Yes, if such payments are provided in a practices’ benefit plan. Practices should review the limits of coverage in the benefit plan to ensure they have competent medical resources to administer the program.

Would I need to pay employees who go on leave during a quarantine period or because they have contracted coronavirus?

Perhaps. In the absence of a contract, hourly employees work at-will and are not guaranteed wages or hours. In other words, these employees do not need to be paid. Exempt employees do not have to be paid if they are sent home for an entire workweek. However, if exempt workers work for part of the workweek, they would have to be paid for the entire week.

Is there an obligation to accommodate employees who do not want to work in public-facing positions due to risk of infection?

There may be an obligation to accommodate such employees if there is some objective evidence that they could potentially be exposed to individuals who may have returned from China—for example, airport employees who deal with travelers from China. Employees should not be disciplined for refusing to work if they believe that there is a risk of infection because making such a complaint may be a protected activity. If the employer can establish that there is no basis for any exposure to the disease, the employee does not have to be paid during the time period the employee refuses to work.

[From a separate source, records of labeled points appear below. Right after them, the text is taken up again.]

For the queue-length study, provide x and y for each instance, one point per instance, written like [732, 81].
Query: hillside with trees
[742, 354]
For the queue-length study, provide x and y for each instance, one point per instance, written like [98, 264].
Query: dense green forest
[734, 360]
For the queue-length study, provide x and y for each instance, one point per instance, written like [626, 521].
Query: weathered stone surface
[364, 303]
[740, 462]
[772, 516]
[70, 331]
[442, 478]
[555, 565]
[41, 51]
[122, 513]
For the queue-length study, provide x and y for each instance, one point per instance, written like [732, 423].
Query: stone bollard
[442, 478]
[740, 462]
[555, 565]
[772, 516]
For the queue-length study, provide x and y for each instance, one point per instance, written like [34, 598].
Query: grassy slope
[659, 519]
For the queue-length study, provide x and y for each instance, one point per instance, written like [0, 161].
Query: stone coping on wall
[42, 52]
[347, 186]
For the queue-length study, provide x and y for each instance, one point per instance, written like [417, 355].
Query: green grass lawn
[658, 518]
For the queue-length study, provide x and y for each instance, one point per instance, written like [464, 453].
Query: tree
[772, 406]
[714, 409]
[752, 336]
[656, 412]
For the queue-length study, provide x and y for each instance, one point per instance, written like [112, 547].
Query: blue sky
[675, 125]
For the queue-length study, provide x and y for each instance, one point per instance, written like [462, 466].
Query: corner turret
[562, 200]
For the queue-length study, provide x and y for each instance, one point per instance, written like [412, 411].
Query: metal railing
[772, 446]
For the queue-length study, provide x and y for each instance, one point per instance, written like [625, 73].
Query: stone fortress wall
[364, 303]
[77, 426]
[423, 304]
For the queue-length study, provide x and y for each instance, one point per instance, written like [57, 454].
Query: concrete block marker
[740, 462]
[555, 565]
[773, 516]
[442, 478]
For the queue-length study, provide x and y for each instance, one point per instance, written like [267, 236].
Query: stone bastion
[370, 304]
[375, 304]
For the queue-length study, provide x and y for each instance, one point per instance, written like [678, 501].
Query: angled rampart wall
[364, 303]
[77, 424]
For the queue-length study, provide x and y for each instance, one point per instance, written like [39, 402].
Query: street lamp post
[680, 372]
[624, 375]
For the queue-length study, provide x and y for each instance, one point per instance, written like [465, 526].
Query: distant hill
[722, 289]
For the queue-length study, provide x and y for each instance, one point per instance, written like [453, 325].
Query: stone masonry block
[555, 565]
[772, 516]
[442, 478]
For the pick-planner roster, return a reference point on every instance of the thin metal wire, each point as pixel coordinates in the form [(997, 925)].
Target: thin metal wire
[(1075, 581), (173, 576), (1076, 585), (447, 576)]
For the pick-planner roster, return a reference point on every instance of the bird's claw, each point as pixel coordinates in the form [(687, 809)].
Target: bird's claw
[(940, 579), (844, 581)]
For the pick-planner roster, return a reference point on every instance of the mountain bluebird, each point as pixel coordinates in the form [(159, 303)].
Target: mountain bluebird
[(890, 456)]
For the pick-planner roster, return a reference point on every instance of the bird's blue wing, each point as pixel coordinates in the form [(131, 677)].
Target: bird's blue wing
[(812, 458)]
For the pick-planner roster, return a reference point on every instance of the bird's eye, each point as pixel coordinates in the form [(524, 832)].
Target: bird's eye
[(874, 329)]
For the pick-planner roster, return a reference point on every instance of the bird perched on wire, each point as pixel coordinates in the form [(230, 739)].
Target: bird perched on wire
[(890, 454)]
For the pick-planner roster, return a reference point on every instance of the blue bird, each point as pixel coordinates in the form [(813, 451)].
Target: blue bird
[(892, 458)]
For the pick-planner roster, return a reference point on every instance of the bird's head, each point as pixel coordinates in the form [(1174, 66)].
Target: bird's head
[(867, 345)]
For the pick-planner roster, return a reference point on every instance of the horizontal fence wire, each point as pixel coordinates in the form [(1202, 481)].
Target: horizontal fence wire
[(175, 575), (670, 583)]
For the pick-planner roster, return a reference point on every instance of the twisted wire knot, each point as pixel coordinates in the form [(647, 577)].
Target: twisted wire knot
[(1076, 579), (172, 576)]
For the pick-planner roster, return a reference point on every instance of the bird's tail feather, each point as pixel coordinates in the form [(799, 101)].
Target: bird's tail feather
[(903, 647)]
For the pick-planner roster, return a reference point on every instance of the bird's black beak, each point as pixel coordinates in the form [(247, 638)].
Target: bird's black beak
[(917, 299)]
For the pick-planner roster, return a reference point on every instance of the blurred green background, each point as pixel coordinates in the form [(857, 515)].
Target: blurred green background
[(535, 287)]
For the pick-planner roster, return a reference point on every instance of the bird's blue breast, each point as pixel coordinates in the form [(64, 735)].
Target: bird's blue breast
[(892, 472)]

Connecting With Your Staff Virtually

Just because you aren’t in the office doesn’t mean you can’t keep the workflow of your team going strong. Connect with your team and patients using these 5 video conference call service platforms, all of which have free package options:

  • Zoom – This easy, reliable cloud platform can be used for video and audio conferencing, chat and webinars. Host up to 100 participants, have unlimited 1-to-1 meetings and more.
  • GoToMeeting – The GoToMeeting Free plan is a great way to get started with quick and easy online meetings. The free plan allows you and your coworkers or friends to collaborate with high-quality screen sharing, webcams, VoIP audio and chat messaging in one session – no download needed.
  • UberConference – Chat with up to 10 participants on this rich interface that makes it easy to do things like mute a noisy caller, dial-in and share your screen, use voice intelligence to transcribe your meetings and employ custom hold music. 
  • Skype – Access easy video meetings with no sign ups or downloads. Generate your free unique link with one click, share it with participants and enjoy effortless meetings with Skype. Have a full set of features at your disposal. Free conference calls, no sign ups, no downloads required.
  • Google Hangouts – Connect with your team from anywhere. With easy-to-join video calls, you can meet face-to-face without having to be in the office.